Peter Baker writes about conservative opposition to Supreme Court nominee Harriet Miers in The Conservative Machine's Unexpected Turn on A17. One thing I wondered about when I posted on the Concerned Women of America's refusal to back Miers was how big an organization CWA is these days; Baker says it has 500,000 members. And something tells me all those people aren't in the evil BosWash Axis of Elitism.
Baker's story focuses on weak, unenthusiastic support for Miers from the right--outfits that are spending less time and money on supporting this nominee, or none at all. But the really interesting action is outright opposition, mentioned only briefly in the last graf. For details on that story, you have to read Alexander Bolton in The Hill:
David Frum, the former White House speechwriter who helped coin the phrase “axis of evil,” is coordinating the anti-Miers fundraising effort.
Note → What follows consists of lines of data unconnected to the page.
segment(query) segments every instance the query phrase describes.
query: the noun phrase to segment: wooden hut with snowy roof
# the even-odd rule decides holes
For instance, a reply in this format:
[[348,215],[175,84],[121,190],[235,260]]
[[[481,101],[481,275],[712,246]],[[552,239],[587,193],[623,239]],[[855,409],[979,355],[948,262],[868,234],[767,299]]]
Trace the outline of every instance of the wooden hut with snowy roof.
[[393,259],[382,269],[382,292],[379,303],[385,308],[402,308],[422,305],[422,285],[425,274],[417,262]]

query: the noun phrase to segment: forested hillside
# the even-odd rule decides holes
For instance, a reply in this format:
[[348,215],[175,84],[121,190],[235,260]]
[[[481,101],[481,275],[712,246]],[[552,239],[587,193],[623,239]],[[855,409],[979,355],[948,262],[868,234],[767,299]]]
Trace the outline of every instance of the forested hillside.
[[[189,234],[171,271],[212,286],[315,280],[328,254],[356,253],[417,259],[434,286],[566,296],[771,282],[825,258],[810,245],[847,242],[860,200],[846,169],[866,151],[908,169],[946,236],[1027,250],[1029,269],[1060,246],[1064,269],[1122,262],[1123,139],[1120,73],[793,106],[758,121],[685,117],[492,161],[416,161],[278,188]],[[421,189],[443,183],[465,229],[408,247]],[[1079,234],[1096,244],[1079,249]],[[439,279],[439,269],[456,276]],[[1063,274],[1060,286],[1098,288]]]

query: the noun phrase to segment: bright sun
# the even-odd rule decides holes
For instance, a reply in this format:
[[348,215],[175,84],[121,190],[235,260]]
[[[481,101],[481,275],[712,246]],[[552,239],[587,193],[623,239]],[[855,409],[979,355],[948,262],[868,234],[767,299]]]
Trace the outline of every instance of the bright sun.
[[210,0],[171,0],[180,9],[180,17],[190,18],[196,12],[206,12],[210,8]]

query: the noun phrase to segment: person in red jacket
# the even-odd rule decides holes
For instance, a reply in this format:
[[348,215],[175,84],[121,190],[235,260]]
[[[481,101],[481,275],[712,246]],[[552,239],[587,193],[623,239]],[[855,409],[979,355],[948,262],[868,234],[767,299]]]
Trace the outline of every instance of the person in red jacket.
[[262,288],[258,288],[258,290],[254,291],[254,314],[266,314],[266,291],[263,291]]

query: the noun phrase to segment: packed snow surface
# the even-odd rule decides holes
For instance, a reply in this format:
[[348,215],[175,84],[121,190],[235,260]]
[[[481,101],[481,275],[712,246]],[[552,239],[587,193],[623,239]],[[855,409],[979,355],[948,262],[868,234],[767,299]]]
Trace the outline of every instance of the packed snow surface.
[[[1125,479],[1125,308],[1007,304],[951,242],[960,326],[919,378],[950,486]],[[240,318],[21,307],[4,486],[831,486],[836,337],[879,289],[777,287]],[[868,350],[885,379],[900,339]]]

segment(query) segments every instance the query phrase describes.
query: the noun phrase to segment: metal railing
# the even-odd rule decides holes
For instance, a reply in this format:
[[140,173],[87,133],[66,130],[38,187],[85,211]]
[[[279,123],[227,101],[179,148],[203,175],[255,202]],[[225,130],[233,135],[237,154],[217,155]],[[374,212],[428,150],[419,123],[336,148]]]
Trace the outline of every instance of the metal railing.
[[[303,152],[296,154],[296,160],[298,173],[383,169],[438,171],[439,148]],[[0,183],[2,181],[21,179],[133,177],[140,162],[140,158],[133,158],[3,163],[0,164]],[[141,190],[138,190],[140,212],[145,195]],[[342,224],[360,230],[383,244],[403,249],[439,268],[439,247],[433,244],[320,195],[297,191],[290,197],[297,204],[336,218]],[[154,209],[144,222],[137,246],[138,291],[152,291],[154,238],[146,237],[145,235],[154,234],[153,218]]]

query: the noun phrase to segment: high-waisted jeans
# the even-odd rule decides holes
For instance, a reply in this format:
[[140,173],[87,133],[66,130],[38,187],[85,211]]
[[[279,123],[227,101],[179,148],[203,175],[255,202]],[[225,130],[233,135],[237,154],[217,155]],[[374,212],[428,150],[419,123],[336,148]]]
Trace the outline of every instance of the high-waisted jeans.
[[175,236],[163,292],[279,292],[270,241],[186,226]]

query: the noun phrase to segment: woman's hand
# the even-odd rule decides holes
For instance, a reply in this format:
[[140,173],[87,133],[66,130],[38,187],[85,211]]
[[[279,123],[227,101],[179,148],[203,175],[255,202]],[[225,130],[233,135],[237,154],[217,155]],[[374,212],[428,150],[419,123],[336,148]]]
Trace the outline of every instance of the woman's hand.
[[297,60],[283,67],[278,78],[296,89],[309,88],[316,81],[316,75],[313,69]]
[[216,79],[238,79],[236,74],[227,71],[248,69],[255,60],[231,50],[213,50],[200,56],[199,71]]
The first phase of the campaign is estimated to cost between $50,000 and $100,000. Frum declined to comment on how or when the money might be spent, whether on newspaper, radio or Internet advertisements.
He said underwriters had expressed an interest in putting up the money and he had planned to go back to them when he and other strategists decided the best way to spend it.
He is teaming up with other conservatives behind the scenes to generate opposition to Miers’s nomination, which his former colleagues at the White House are straining to sell to the conservative base.
Here's to hoping Frum's position at the American Enterprise Institute is secure.
Back in the Department of Withholding Support, yesterday the American Conservative Union came out with this:
What is most troubling about this whole affair, however, is the way the administration has gone about trying to demonize conservatives who have raised questions about Ms. Miers. It began from day one to attack personally the motives, loyalty and judgment of anyone who questioned the wisdom of the nomination. Since then, the ad hominem attacks on Miers’s conservative critics have been unconscionably heavy-handed and will haunt the president regardless of how the nomination fight turns out.
Most conservatives have stood with Bush from the beginning. Those of us who know him like him. We’ve swallowed policies we might otherwise have objected to because we’ve believed that he and those around him are themselves conservatives trying to do the right thing against sometimes terrible odds. We’ve been there for him because we’ve considered ourselves part of his team.
No more.
From now on, this administration will find it difficult to muster support on the right without explaining why it should be forthcoming. The days of the blank check have ended because no thinking conservative really wants to be part of a team that requires marching in lock step without question or thought, even if it is headed by the president of the United States.
Hey. Even BosWash Axes of Elitism have feelings, you know?